Funnily enough, both my mother MIL had the same approach as me so FIL and my father were more hands on than the average man of their times. I think it has very little to do with the working status of the woman. I work full time, DM worked part time and MIL was a SAHM, yet we all had the same attitude.......If a woman wants an equal relationship then it is up to her to set out what her boundaries are and enforce them, not dh's employers, or the state or even society.

Flowerpotmummy · 27/03/2011 21:02

This reply has been deleted

Message withdrawn at poster's request.

ruth24 · 27/03/2011 21:30

Well, Flowerpot, not that lazy, considering (as PPs have pointed out) she managed to write a whole book during the first year of motherhood.
If we took the 'ungrateful woman- how dare she complain when she's been blessed with a baby' line of thought to its logical conclusion, no one in the Western World would ever be able to express any concerns about any aspect of their lives because they have been blessed with enough food to eat, shelter etc. A bit of perspective is a good thing, but this seems a bit harsh.

MsScarlett · 27/03/2011 21:46

Haven't read whole thread, but in response to your OP I would have to say I have found motherhood hard. But, as the cliche goes, immensely rewarding - however I have only recently started to feel this. The first few weeks of motherhood for me was REALLY hard due to a dd with reflux and lactose intolerance. I'm not sure if I suffered with PND but I came close. It is exhausting and hard and it does totally change your life and your identity.

BUT, don't let it put you off. Everyone is different. NOTHING will ever prepare you for motherhood so I should take the article with a pinch of salt. I do think your criticisms of the author are unfair though. This was her honest expression of her feelings. Your "suggestions" are only temporary remedies - no matter how many boozy dinners or feeds her dp gives, she is still a mother and that is always there and can feel overwhelming - plus there is a constant sense of guilt...

I can see your point but IMO you just don't know what being a mother is like until you are one - nor how you will respond to it. x

whatsfordinnerthen · 27/03/2011 21:57

What strikes me about this article is that being flung from an independent free life into motherhood is a massive shock and takes some getting used to. I think I felt similar to this for six months or so after I had my first and was jealous of those who could leave the house alone and do what they needed to get done in a day because that was what I was used to. But I was still so in love with my baby and would do anything for her.

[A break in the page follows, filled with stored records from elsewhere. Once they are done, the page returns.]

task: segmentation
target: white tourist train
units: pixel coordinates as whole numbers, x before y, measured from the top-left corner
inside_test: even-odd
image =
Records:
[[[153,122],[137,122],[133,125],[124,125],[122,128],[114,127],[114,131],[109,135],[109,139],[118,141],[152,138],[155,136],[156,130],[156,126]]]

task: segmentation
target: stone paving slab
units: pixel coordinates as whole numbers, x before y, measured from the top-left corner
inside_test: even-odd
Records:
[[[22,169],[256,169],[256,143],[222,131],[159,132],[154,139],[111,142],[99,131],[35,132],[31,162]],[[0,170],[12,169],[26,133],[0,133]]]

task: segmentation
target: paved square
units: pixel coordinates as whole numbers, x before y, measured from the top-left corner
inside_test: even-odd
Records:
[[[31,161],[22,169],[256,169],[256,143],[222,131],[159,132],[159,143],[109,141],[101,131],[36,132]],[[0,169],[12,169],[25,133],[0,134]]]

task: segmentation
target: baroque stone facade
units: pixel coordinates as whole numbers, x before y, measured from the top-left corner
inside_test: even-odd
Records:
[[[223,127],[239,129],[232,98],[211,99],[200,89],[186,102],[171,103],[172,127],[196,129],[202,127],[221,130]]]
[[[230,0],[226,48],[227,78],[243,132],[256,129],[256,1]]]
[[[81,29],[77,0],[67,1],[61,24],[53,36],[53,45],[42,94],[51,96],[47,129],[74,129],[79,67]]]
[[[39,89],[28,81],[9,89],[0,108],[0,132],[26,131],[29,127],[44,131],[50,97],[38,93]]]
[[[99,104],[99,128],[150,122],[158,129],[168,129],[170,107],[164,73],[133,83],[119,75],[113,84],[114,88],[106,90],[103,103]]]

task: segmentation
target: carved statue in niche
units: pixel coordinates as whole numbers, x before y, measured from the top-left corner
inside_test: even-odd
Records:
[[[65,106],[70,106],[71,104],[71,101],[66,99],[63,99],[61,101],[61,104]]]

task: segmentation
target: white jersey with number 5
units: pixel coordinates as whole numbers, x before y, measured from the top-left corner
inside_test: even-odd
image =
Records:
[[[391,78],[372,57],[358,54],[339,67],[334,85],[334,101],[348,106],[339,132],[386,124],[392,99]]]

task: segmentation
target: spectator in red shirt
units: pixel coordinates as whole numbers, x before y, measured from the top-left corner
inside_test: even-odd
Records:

Your whole life changes in literally a day and I found I was almost grieving a little while for my old life. I was totally unprepared really for what was to come and the shock is probably worse if you have had a career or you have babies later on in life.

I really love my life with the children. Now they are a bit older I have learnt to see the value of what I do as a mother and how skillful and important the job is.